After our crew is rolled out of bed the following morning and a trucker’s breakfast has been served, boats are loaded with enough food and refreshments for a full day as we are on a mission to get our limit of scallops. Around 2:30 p.m., our limit has been gathered and the scallop cleaning party begins along with ribbing of who did or did not fill their bag of the tasty morsels…By 3:30 p.m. with several freezer bags of fresh scallops shucked, we head to our favorite sand dollar hole and do the jitter bug dance on a shallow sand bar lifting the sand dollars to the surface with our toes until our sand dollar bags are full…We then race to our awaiting bay side dock and unload, shower and enjoy an evening of food and dance at a local er’ road side eatery that originally served as a gas station and store…A one man outside band has us all dancing the night away after our fill of oysters.

Nothing better than a few days in the Cape to reset the mind…

My wife's camera became wet somehow during a down poor (she blames me cause the dry hatch leaked :blink and all I have are a few pics off my cell phone...My son Derek filmed some under water video I'll try to post later.

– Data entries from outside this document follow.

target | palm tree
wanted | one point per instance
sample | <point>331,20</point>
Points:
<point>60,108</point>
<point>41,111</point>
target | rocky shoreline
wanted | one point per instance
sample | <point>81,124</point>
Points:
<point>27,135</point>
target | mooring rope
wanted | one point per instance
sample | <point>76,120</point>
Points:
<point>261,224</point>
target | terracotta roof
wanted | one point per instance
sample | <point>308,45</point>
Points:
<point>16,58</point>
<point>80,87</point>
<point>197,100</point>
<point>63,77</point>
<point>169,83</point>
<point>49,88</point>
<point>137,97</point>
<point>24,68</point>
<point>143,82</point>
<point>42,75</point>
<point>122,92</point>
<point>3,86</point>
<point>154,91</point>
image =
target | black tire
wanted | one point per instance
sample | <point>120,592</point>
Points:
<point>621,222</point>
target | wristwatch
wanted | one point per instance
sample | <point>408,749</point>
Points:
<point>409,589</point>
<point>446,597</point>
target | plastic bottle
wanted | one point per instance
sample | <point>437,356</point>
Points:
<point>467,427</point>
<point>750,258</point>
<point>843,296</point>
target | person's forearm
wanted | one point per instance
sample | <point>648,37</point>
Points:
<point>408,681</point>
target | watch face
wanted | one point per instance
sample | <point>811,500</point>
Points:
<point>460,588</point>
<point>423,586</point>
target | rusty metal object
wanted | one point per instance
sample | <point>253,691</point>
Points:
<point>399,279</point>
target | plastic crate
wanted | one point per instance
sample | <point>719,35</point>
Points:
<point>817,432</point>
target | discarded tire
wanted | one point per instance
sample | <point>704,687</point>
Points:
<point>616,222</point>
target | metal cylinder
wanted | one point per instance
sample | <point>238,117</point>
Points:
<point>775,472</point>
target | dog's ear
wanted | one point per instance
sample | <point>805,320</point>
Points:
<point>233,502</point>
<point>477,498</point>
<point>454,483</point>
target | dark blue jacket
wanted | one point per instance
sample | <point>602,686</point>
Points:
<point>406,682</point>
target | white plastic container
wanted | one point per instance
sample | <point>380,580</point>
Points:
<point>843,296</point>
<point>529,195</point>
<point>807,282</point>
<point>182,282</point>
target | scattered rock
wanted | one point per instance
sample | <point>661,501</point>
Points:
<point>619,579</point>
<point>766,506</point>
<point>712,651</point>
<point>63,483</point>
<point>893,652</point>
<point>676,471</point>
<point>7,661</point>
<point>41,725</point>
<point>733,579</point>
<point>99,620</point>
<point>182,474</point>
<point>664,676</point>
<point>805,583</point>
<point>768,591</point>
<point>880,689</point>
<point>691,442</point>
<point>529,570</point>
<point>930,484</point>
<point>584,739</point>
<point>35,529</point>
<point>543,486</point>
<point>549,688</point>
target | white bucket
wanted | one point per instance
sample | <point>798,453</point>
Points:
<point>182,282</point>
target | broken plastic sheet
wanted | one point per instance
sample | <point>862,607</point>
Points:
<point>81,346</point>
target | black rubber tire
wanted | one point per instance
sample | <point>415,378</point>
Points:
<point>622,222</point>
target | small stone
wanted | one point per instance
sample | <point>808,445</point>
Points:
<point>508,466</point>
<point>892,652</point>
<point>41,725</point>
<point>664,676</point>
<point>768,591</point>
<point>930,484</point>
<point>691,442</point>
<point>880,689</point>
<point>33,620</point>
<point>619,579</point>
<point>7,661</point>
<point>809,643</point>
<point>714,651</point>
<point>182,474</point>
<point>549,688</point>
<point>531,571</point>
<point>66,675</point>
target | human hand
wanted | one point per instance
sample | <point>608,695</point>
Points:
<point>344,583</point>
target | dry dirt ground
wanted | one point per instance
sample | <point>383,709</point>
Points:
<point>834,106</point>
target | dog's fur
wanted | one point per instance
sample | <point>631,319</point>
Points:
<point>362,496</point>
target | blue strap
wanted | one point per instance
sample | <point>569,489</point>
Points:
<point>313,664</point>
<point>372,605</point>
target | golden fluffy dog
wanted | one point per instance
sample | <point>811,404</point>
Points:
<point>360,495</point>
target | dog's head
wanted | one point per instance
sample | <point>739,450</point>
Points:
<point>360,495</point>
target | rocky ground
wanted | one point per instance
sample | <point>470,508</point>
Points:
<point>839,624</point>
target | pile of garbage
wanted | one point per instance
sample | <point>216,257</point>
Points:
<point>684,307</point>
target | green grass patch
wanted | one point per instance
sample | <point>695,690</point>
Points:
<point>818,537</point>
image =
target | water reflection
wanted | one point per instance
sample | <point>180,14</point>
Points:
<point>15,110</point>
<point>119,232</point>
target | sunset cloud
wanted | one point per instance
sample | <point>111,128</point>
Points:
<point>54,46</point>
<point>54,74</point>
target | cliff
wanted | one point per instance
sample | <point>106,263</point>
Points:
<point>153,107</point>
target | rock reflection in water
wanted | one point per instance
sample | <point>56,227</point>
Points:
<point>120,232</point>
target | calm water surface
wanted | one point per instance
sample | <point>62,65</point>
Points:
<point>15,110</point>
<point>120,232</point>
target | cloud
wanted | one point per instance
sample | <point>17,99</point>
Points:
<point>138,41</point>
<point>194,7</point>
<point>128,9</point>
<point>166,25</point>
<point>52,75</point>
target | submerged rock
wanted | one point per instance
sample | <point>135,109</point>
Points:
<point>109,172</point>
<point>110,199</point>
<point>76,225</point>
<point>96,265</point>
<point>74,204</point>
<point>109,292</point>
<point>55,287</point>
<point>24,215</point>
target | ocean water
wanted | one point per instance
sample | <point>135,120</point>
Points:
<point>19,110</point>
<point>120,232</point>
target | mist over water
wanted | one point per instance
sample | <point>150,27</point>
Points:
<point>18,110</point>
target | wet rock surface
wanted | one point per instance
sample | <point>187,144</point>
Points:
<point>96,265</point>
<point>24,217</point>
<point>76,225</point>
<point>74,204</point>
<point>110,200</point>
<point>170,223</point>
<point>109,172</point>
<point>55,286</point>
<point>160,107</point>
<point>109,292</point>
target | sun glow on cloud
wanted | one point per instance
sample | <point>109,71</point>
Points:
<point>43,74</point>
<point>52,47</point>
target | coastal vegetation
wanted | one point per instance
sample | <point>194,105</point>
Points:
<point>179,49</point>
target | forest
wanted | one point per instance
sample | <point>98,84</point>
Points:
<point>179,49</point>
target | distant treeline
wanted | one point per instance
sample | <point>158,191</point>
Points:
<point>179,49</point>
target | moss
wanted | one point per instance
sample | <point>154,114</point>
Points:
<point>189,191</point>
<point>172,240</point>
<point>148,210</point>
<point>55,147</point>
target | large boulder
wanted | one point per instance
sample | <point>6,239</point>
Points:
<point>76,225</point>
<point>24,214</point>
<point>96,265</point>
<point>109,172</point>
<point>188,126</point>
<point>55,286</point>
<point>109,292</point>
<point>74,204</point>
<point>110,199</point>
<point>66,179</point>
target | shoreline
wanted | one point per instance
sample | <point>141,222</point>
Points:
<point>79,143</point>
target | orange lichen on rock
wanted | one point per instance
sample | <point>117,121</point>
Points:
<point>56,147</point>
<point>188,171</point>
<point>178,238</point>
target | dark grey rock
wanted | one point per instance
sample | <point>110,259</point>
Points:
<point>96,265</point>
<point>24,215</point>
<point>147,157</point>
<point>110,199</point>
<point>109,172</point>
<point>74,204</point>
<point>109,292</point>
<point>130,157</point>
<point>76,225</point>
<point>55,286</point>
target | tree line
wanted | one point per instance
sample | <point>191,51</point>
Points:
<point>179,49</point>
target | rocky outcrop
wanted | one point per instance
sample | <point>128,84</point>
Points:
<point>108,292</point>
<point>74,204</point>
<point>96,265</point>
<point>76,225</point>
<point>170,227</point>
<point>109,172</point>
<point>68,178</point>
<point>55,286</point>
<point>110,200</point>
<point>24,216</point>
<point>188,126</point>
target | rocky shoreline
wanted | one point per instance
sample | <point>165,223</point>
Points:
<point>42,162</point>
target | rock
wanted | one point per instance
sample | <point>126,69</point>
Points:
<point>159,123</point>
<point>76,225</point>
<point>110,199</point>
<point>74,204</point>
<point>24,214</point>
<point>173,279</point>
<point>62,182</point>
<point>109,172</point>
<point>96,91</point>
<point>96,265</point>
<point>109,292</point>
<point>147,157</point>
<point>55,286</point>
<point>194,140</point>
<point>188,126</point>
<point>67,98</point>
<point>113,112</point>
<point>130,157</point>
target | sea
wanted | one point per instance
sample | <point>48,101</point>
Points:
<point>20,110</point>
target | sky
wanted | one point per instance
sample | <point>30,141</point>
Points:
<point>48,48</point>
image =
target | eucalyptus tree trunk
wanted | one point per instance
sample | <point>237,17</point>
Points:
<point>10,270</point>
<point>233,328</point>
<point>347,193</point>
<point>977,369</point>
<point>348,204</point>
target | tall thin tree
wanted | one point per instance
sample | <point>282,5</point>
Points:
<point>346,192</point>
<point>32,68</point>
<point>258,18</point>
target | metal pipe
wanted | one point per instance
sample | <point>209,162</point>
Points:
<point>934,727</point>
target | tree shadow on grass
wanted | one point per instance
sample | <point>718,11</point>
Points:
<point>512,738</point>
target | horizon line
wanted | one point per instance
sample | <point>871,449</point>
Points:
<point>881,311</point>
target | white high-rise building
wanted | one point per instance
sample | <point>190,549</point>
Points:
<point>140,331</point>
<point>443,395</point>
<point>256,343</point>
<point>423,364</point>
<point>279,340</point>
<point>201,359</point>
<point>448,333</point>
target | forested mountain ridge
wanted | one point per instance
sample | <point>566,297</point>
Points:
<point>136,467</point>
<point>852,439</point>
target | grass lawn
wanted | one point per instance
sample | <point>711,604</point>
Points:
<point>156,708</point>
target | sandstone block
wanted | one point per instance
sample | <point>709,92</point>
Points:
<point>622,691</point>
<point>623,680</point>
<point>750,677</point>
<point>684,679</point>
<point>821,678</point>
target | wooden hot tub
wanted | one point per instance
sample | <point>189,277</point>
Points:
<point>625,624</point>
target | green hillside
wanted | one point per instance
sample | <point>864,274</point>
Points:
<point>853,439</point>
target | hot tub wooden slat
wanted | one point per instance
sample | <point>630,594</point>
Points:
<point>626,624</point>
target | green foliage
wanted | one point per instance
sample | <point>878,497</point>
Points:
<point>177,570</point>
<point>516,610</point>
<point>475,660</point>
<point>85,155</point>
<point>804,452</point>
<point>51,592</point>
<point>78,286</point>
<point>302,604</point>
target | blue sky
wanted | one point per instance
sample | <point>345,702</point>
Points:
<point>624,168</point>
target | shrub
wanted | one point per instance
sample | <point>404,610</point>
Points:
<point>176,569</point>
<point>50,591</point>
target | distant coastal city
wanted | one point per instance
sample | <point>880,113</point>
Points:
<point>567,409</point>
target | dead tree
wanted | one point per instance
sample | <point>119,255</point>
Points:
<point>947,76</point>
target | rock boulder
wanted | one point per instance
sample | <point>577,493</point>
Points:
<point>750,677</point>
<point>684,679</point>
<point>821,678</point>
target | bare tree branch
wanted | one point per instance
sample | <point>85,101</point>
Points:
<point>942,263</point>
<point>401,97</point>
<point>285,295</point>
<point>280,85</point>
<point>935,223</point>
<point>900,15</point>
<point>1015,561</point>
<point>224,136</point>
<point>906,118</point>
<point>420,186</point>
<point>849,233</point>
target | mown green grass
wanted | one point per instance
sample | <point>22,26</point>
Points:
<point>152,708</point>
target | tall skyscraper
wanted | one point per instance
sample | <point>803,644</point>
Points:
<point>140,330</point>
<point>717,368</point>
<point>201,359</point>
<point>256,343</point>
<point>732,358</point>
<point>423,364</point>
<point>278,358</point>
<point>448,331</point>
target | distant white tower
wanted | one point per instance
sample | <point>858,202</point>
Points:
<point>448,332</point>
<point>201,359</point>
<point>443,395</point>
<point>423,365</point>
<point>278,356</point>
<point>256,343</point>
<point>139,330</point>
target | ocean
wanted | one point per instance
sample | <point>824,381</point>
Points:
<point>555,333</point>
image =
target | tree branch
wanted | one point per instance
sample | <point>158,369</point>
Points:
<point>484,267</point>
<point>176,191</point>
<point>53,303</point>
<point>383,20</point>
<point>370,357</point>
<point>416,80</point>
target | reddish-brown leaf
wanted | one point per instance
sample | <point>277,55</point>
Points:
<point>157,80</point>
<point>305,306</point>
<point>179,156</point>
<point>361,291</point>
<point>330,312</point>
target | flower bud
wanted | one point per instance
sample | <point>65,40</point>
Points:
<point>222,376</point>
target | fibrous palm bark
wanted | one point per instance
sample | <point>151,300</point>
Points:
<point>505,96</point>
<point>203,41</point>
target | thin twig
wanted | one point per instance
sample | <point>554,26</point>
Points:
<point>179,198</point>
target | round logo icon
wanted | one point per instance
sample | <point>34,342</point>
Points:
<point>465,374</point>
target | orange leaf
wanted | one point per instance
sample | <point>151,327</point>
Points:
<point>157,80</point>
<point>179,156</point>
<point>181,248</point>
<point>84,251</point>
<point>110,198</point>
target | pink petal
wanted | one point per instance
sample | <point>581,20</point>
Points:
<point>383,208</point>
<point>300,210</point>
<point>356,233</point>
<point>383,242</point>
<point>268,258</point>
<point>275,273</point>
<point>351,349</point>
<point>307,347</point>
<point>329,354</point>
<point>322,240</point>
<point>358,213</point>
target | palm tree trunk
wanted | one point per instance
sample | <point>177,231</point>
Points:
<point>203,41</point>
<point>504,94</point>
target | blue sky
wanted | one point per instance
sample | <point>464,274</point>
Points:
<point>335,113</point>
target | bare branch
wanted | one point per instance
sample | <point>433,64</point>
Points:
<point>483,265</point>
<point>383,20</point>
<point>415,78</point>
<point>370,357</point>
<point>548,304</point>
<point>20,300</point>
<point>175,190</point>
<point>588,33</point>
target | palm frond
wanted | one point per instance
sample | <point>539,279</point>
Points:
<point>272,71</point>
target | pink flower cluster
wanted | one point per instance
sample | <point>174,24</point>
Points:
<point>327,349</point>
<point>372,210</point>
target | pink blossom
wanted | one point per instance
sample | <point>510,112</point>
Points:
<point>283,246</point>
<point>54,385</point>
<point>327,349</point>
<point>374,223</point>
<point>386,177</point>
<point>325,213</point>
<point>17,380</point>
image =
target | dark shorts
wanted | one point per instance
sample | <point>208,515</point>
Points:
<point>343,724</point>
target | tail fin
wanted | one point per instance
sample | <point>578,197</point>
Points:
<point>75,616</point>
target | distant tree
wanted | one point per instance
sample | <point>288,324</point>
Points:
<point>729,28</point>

The view from our Bayside Porch over looking Pig's Island







T
he meadows of the St Joseph Bay with Black's Island in the distance 








My son Brett and his girl with our catch first dive








Some of the Motley Crew after a night of dancing and carrying on









Jimmy


----------



## lingfisher1 (Oct 9, 2007)

Looks like a fun time had by all. Glad ya'll enjoyed it Jimmy. :thumbup:


----------



## SHunter (Jun 19, 2009)

I remember last July around those Big Bend grassbeds the water was like being in a warm bath. Good to see how healthy the grasses still look. Wish there was more of that around Pensacola.


----------